Mean Squared Error decreases when more predictors are added

27 Views Asked by At

Assume a standard linear model

I) $Y = \beta_1 X_1 + \epsilon$

and the alternative

II) $Y = \beta_1 X_1 + \beta_2 X_2 + \epsilon$,

with both times $\epsilon \sim \mathcal{N}(0, \sigma^2)$. This means that we do not model the first linear model to be affected by additional noise due to ignoring the predictor $X_2$.

Now assume $X_1$ and $X_2$ are correlated. How can it be that we obtain a lower mean squared error for model II) than for model I)? If $X_1$ and $X_2$ are empirically uncorrelated, then we can show that the reverse is true.

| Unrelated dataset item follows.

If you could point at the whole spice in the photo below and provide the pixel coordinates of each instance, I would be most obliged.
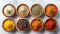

We see that the covariance matrix trace, conditionally the data, of the multiple least squares estimators $(\hat{\beta}_1, \hat{\beta}_2)$ in this case takes the following form:

$$\text{tr}(\text{cov}((\hat{\beta}_1, \hat{\beta}_2))) = \sigma^2 \left( (\mathbf{x}_1^{\top} \mathbf{x}_1)^{-1} + (\mathbf{x}_2^{\top} \mathbf{x}_2)^{-1} \right) \geq \sigma^2 (\mathbf{x}_1^{\top} \mathbf{x}_1)^{-1} = \text{var}(\hat{\beta}_1), $$

where $\mathbf{x}_i$, $i \in \{ 1, 2\}$ correspond to the data vector for that specific feature and $\mathbf{x}^{\top}_1 \mathbf{x}_2 = 0$.

My question is whether we can show that this inequality can turn around if we have that $\mathbf{x}^{\top}_1 \mathbf{x}_2 \neq 0$. Is it possible to construct a simple toy example where this happens? I find it hard since the inverse of the data matrix will not be as simple to compute for $\mathbf{x}^{\top}_1 \mathbf{x}_2 \neq 0$.